The bigger concern for the U.S. intelligence community has been the prospect that Huawei's closeness to the Chinese government makes it an intelligence asset, similar to how U.S. telecom providers such as AT&T have given the NSA access to data on their networks, as documents disclosed through former contractor Edward Snowden have shown.
Through Huawei, China could gain this kind of access by implanting microscopic beacons inside its routers and circuits allowing the People's Liberation Army to peer into U.S. communications networks. One former U.S. intelligence operator told me these beacons were first detected by the U.S. military in 2004. "We freaked out because we knew these routers would phone home to China," this source said.
"The federal government has long been concerned about Huawei's apparent efforts to obtain access to key U.S. and allied telecommunications infrastructure," Jamil N. Jaffer, a former counsel to the assistant attorney general for national security, told me. He pointed to the 2012 House Intelligence Committee report as well, which says Huawei and another Chinese firm, ZTE, "cannot be trusted to be free of foreign state influence and thus pose a security threat to the United States and to our systems."
At the time, Huawei circulated a lengthy rebuttal to that report, insisting that the company had no ties to the Chinese military and did not allow the Chinese state in any way to interfere with its equipment to monitor customer communications. Charles Ding, Huawei's corporate vice president, told the committee that modifying its equipment in such a way would be "corporate suicide."
Some Western countries think it's possible to overcome the espionage risk. Last year an independent audit conducted by a team of U.K. cybersecurity experts found no evidence that Huawei gear posed a threat to the country's national security. A U.K. government review in 2013 also concluded the dangers were not sufficient to block Huawei's participation in the country's broadband network, and that British Telecom had taken sufficient steps to mitigate any such threat.
Other U.S. allies, however, have been more wary. Australia in 2013 upheld a ban on allowing Huawei to be a vendor for its national broadband network. Andrew Shearer, who was national security adviser at the time to Prime Minister Tony Abbott and is now a scholar at the Center for Strategic and International Studies, told me it's a matter of public record that Australian agencies had concerns about the threat Huawei equipment could pose in the country's network, and routinely compared notes with their U.S. and U.K. counterparts.

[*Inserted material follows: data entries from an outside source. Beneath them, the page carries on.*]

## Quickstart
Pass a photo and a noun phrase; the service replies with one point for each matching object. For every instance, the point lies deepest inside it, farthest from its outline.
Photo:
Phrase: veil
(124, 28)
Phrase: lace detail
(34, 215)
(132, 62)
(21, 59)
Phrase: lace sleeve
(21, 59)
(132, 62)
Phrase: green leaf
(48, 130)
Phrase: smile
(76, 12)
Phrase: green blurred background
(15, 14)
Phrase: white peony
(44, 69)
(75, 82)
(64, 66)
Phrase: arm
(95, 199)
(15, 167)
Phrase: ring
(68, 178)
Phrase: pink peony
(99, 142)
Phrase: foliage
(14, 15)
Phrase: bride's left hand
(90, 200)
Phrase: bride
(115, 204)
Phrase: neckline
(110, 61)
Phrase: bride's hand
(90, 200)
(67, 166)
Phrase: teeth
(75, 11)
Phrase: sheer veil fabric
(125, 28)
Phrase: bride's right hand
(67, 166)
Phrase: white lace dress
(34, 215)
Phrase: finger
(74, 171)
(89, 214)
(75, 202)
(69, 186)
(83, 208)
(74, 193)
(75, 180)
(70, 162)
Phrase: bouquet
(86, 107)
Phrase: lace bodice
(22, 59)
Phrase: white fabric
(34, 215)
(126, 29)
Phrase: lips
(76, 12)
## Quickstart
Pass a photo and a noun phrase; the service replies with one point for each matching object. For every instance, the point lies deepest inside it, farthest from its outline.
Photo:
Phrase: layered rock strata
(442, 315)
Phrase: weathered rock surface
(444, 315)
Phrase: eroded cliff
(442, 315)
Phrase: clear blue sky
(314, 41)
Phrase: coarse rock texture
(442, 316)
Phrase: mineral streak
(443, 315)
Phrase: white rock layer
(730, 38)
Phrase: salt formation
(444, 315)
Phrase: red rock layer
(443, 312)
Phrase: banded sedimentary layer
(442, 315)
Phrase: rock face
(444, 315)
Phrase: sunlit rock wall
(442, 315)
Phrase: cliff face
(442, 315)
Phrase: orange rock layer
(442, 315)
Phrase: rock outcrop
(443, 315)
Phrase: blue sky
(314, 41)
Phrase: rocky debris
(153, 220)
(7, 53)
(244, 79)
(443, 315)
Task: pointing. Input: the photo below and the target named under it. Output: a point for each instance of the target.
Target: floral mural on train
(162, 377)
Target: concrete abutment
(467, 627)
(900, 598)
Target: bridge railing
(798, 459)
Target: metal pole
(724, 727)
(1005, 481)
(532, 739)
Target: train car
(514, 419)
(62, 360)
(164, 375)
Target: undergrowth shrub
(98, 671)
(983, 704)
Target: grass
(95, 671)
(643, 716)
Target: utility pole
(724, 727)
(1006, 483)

"Our partners also had serious reservations about Huawei," Shearer said. "The concern is China's ability to insert trap doors into critical telecommunications infrastructure, giving Beijing potential access to our national communications." U.S. intelligence officials are now reviewing whether those trap doors will end up in U.S. cell phone towers if Huawei cuts a deal with companies such as AT&T and Verizon to build the country's next-generation wireless network.